Summary
The White Lotus returns for Season 3 is typically fine form. Episode 1 is all about the introductions, as a new bunch of deplorable, dysfunctional patrons arrive for a deadly stay in paradise.
The White Lotus isn’t getting predictable, but it is getting more familiar, which you can tell writer/director Mike White is playing with intentionally in Season 3. The setup of Episode 1 is the same as usual – a bunch of wealthy patrons arrive at a branch of the swanky White Lotus, this time on the island of Ko Samui in Thailand. There’s a murder, depicted obliquely in the opening sequence but with no indication of who might have been killed or who might have done the killing. Then we wheel back in time to get to know the guests staying at the resort, all of whom are drenched in dysfunction and any of whom might justifiably commit or become the victim of murder.

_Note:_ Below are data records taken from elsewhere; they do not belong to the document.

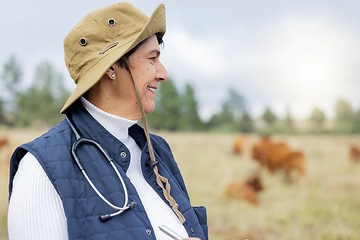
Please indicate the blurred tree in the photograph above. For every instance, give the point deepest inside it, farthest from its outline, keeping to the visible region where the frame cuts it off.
(10, 85)
(317, 118)
(289, 125)
(2, 112)
(41, 103)
(269, 117)
(167, 110)
(231, 113)
(234, 105)
(356, 122)
(190, 119)
(344, 116)
(246, 123)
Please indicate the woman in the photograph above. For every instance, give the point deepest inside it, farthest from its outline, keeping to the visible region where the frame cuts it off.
(113, 56)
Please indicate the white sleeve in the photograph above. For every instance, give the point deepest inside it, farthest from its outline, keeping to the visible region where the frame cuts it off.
(35, 208)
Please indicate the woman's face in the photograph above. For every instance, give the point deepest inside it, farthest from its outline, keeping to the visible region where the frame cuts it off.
(147, 71)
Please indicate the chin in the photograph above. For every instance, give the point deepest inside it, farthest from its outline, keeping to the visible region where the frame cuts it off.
(149, 109)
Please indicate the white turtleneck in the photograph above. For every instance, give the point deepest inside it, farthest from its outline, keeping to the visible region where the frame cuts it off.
(36, 210)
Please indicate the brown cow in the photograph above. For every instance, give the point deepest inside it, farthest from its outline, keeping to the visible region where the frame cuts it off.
(354, 153)
(246, 190)
(277, 156)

But there are tweaks. Belinda is back, for instance, and it seems like the put-upon spa manager of White Lotus Maui might be a connective flourish in the same way that Tanya McQuoid was between the first two seasons. But then later in “Same Spirits, New Forms”, we also see that Tanya’s ex-husband Greg – the one who had her killed! – is also back, for unknown reasons. That’s literally twice as much continuity as we’re used to. The show’s evolving.
But the more things change, as people say, the more they stay the same, which is why we open with that murder. The Thai tranquillity – which, to be fair, is already pretty noisy, given the monkeys – is interrupted by off-screen gunshots, and Zion, a young man taking a wellness break on the instruction of his mother, rushes to intervene. Even this, though, is a little different, since Zion is Belinda’s grown-up son, and he’s rushing to save her, either from the gunman or, potentially, herself.

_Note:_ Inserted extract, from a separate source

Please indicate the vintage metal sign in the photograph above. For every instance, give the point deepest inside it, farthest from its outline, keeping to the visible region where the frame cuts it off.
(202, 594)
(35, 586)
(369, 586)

We see the body. But, as ever, we can’t make out who it is. The White Lotus has always operated on the most simplistic dramatic principles, and that’s no different in Season 3, it seems. We don’t know who’s dead, but we’d like to.

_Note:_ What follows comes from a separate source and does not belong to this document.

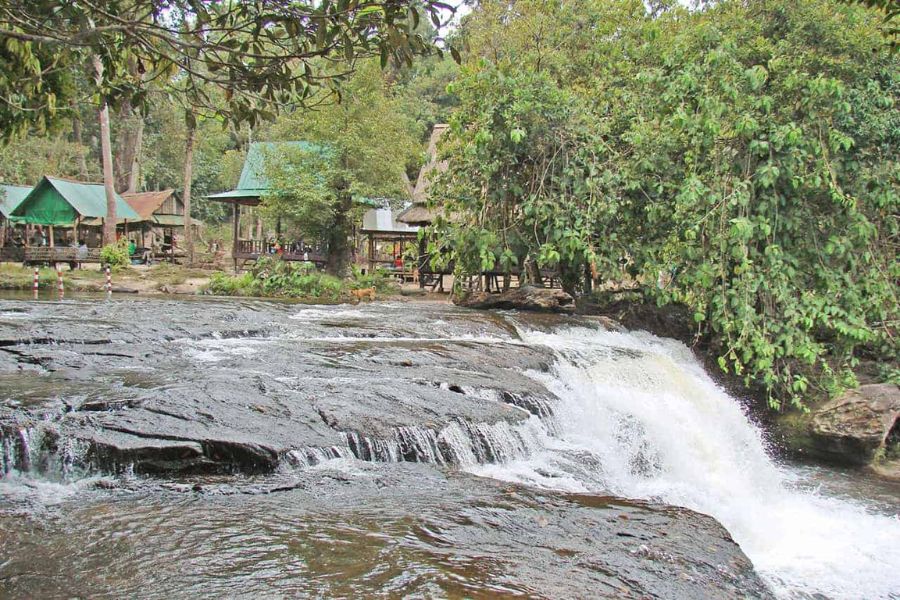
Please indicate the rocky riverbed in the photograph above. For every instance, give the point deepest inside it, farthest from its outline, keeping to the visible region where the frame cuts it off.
(156, 447)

But there are introductions to be made in the meantime, and this constitutes the bulk of the premiere – again, true to form. And it’s always the best bit, this. The moneyed patrons all arrive one by one with little capsule displays of their own neuroses, and it’s tremendous fun trying to figure out which of these people will become the most despicable – the most likely to have killed someone or been killed themselves – before the season’s end. Usually, they’re all pretty equally in the running.
The Ratliffs, for instance, are classic The White Lotus guests who seem to have arrived without knowledge of the place beyond it being expensive and therefore desirable and are determined to prove they’re entirely above the rules and regulations. Patriarch Timothy is some kind of inscrutable finance bro who is almost certainly a criminal and his wife Victoria will absolutely not be giving up her pills for the duration of their stay, which I suppose is understandable. But it’s arguably their kids who’re most interesting – religious studies major Piper, little brother Lochlan, and older brother Saxon, a handsome but clearly psychotic uber-bro played by – who else? – Patrick Schwarzenegger with so much relish that it’s clear right from Episode 1 that The White Lotus Season 3 is going to rely heavily on him.
Still from The White Lotus Season 3 | Image via HBO
Walton Goggins is also here as a kind of frazzled hippy named Rick who is obviously very wealthy but is equally obviously struggling with… something, though it’s not entirely clear what. Either way he can’t be bothered with his much younger and annoyingly enthusiastic English girlfriend Chelsea, nor with any of the resort’s trademark wellness treatments. I love Goggins, of course, and I can’t help but feel like Mike White is smart enough that this seemingly restrained version of him can’t possibly last. We have an outburst or several in our future, I feel sure of it.
And then there’s Jaclyn, Kate, and Laurie, three childhood friends who clearly hate each other but have become experts at pretending they don’t. Of the three, Jaclyn stands out as particularly problematic since she’s a modestly well-known TV actor who has paid for the other two to be there, and amid all the insincerity it’s very clear she didn’t intend this purely as an altruistic gesture.
Perhaps unsurprisingly, Jaclyn immediately captures Saxon’s eye, which is fair enough since she’s played by Michelle Monaghan, who is following up her turn in Bad Monkey for another run at “implausibly hot slightly older woman drives young men wild with her very presence.” If you’ve got it, flaunt it – that’s what Kate and Laurie would probably say, anyway.
Towards the end of the episode, Chelsea is left to wander, and runs into a young expat named Chloe who is dating a bald white guy – there are a lot of them in Thailand, apparently, so many that the locals have nicknamed them “LBHs”, for “Losers Back Home” – who just so happens to be Gregory Hunt, looking a little worse for wear. What’s he up to? We’ll have to wait and see.